Harden async retry and service URLs

Author: kvz

CHANGELOG.md

@@ -1,6 +1,7 @@
 ### 2.0.0 / 2026-05-20 ###
 * **Breaking Change**: Raised the supported Python runtime floor from 3.9+ to 3.12+ so the SDK no longer has to retain vulnerable locked dependency versions for EOL Python 3.9 or depend on tooling lines that are already dropping older runtime support.
 * Added explicit asyncio support with `AsyncTransloadit`, async request/assembly/template helpers, and `asyncio.sleep`-based polling.

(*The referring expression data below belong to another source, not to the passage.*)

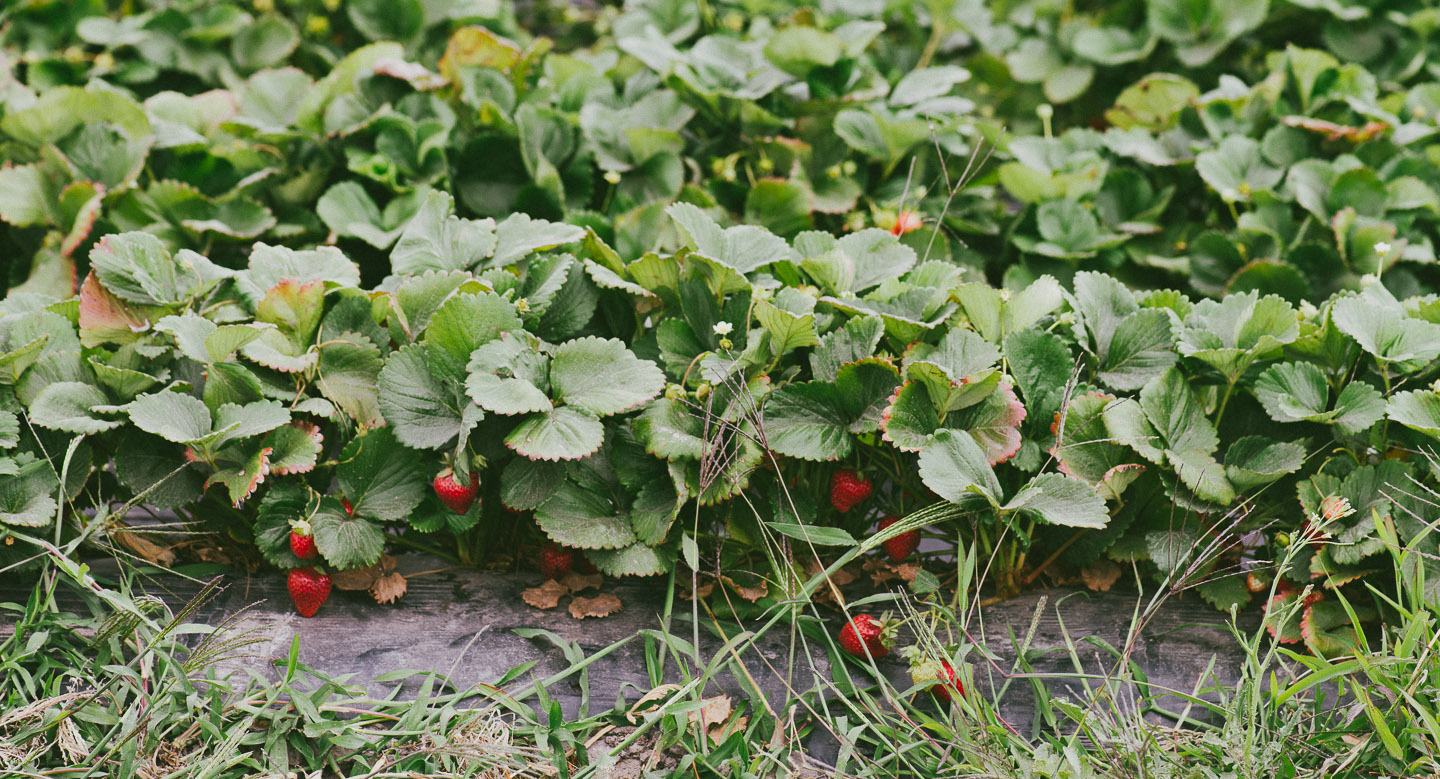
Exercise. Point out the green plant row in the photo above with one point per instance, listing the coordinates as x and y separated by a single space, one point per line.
1208 146
630 403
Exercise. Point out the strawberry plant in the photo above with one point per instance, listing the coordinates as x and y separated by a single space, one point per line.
337 280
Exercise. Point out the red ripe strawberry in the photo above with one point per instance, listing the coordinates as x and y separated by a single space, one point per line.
906 222
903 545
847 490
308 589
866 632
555 560
941 677
454 494
303 543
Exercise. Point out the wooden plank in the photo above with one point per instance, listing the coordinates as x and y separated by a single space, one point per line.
461 622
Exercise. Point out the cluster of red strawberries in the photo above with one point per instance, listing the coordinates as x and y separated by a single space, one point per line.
310 586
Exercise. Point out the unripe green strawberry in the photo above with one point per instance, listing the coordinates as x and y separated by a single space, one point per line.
308 589
301 542
906 222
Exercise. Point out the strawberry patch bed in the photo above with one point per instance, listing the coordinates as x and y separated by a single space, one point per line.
480 628
774 369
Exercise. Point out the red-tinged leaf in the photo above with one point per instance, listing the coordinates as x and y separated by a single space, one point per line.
241 477
295 448
994 424
107 318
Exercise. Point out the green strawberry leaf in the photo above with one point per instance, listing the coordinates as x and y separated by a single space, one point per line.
1298 392
382 480
1060 500
955 467
602 376
565 432
670 429
856 340
1131 344
1234 333
1417 409
347 375
462 324
344 540
422 412
743 248
294 448
510 376
1380 326
808 421
68 406
632 560
586 511
438 241
1254 460
1000 313
25 497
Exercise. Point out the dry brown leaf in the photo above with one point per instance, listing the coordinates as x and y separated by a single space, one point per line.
354 579
581 582
712 714
144 547
545 596
362 578
1100 575
389 588
601 605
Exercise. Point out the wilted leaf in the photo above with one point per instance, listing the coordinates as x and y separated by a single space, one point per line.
389 588
546 596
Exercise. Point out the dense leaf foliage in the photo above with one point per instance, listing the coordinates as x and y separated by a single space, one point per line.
265 258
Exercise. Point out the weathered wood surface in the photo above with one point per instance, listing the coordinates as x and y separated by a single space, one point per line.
460 622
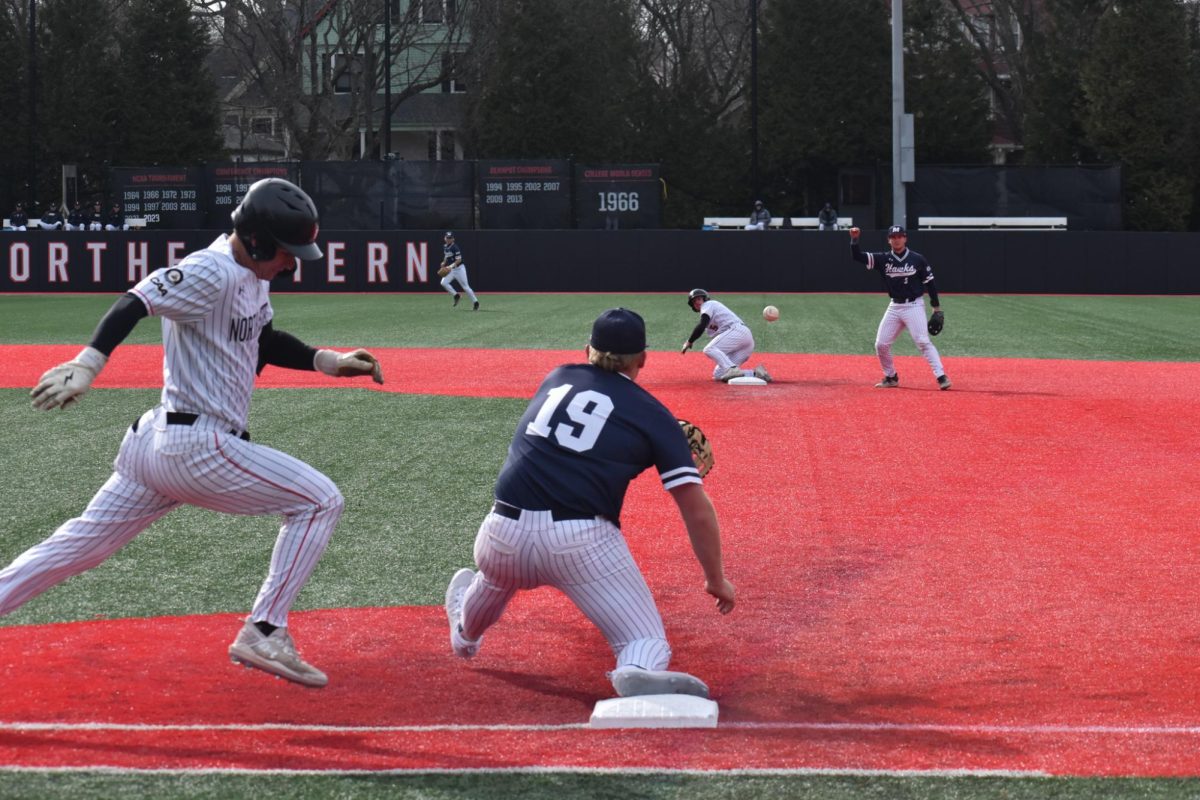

Resumable uploads stay on the existing TUS client, but run through `asyncio.to_thread()` so the event loop remains responsive instead of pretending the sync uploader is natively async.
+* Hardened sync and async request handling by preserving custom `auth` constraints, quoting path IDs, and keeping explicit/custom service URLs compatible with local, CI, and [Transloadit Gateway](https://github.com/transloadit/gateway) deployments.
 * Raised the runtime HTTP stack to patched versions by requiring `requests` 2.33+ and adding an explicit `urllib3` 2.7+ floor.
 * Updated development and documentation tooling, including `pytest` 9.0.3, `Sphinx` 9.1, `sphinx-autobuild` 2025.8, `coverage` 7.14, `tox` 4.54, and `requests-mock` 1.12.
 * Updated CI and local Docker test coverage to a representative Python 3.12, 3.13, and 3.14 matrix.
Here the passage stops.